From: Yu Hsiang Huang <[email protected]>
Truncation of an unlinked inode may take a long time for I/O waiting, and
it doesn't have to prevent access to the directory. Thus, let truncation
occur outside the directory's mutex, just like do_unlinkat() does.

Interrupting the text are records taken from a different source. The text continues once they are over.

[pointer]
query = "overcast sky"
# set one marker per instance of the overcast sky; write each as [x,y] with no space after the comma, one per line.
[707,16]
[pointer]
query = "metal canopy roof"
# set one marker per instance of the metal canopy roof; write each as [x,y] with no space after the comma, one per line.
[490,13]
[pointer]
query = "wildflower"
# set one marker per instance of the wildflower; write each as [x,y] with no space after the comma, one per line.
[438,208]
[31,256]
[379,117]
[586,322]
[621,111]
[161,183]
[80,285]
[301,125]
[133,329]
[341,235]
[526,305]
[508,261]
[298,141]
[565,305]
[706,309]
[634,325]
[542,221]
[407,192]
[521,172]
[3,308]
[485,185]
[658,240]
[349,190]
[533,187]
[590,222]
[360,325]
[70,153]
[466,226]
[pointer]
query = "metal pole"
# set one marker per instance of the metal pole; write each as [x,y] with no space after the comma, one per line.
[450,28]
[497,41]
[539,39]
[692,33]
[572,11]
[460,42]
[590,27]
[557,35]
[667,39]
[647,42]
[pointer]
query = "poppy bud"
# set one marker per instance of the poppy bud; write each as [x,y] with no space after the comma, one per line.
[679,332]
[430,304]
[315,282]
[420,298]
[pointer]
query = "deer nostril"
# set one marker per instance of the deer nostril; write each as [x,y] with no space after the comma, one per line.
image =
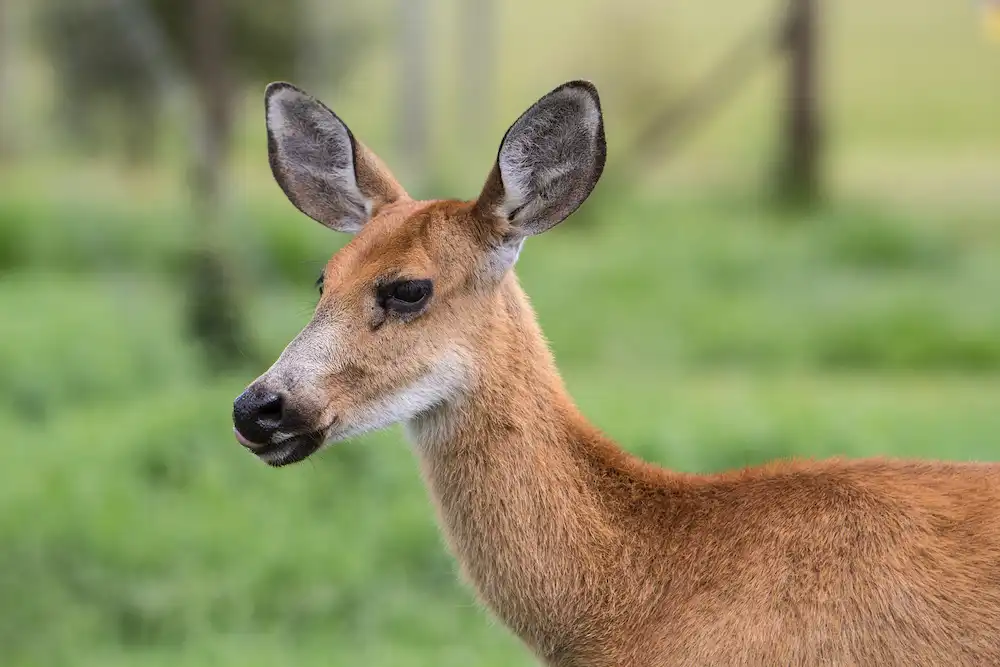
[257,415]
[270,408]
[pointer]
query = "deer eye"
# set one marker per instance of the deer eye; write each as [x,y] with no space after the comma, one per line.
[405,296]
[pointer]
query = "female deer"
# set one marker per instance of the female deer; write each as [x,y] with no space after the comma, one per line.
[591,556]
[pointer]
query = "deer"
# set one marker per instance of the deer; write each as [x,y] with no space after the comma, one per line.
[590,555]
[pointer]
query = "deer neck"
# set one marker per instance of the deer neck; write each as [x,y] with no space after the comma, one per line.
[518,479]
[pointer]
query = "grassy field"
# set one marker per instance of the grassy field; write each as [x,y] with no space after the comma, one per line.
[714,333]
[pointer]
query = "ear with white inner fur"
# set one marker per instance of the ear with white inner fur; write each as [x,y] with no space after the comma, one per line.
[322,168]
[549,161]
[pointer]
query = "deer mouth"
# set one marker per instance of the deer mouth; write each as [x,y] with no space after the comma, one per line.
[285,451]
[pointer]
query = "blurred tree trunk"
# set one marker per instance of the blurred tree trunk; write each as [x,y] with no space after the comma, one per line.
[478,51]
[215,317]
[316,24]
[413,112]
[799,176]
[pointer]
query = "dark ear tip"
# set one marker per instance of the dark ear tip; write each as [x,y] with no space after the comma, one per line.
[279,86]
[581,85]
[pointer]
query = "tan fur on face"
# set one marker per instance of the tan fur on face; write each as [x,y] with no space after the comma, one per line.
[592,557]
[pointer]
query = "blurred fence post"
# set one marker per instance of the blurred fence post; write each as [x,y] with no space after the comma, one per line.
[799,176]
[413,90]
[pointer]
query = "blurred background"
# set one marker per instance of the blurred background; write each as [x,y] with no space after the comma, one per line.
[795,250]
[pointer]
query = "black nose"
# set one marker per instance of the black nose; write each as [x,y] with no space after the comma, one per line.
[257,414]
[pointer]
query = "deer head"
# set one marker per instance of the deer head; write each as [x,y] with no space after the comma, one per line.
[404,316]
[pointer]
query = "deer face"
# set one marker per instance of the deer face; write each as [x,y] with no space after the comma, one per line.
[406,305]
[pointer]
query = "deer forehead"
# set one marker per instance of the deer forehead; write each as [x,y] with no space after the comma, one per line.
[410,239]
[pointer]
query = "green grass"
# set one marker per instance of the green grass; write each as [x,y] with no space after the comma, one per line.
[702,335]
[693,324]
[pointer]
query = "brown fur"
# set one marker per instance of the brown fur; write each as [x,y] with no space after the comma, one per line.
[597,559]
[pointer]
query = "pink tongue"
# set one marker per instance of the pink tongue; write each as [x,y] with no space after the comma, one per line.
[242,440]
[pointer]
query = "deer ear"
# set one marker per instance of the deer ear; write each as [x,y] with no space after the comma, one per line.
[324,171]
[549,161]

Signed-off-by: Yu Hsiang Huang <[email protected]>
Signed-off-by: Bing Jing Chang <[email protected]>
Signed-off-by: Robbie Ko <[email protected]>
---
fs/nfsd/vfs.c | 5 +++++
1 file changed, 5 insertions(+)
diff --git a/fs/nfsd/vfs.c b/fs/nfsd/vfs.c
index 15adf1f6ab21..39948f130712 100644
--- a/fs/nfsd/vfs.c
+++ b/fs/nfsd/vfs.c
@@ -1859,6 +1859,7 @@ nfsd_unlink(struct svc_rqst *rqstp, struct svc_fh *fhp, int type,
{
struct dentry *dentry, *rdentry;
struct inode *dirp;
+ struct inode *rinode;
__be32 err;
int host_err;
@@ -1887,6 +1888,8 @@ nfsd_unlink(struct svc_rqst *rqstp, struct svc_fh *fhp, int type,
host_err = -ENOENT;
goto out_drop_write;
}
+ rinode = d_inode(rdentry);
+ ihold(rinode);
if (!type)
type = d_inode(rdentry)->i_mode & S_IFMT;
@@ -1902,6 +1905,8 @@ nfsd_unlink(struct svc_rqst *rqstp, struct svc_fh *fhp, int type,
if (!host_err)
host_err = commit_metadata(fhp);
dput(rdentry);
+ fh_unlock(fhp);
+ iput(rinode); /* truncate the inode here */
out_drop_write:
fh_drop_write(fhp);
--
2.25.1
On Fri, May 14, 2021 at 11:58:29AM +0800, Nick Huang wrote:
> From: Yu Hsiang Huang <[email protected]>
>
> Truncation of an unlinked inode may take a long time for I/O waiting, and
> it doesn't have to prevent access to the directory. Thus, let truncation
> occur outside the directory's mutex, just like do_unlinkat() does.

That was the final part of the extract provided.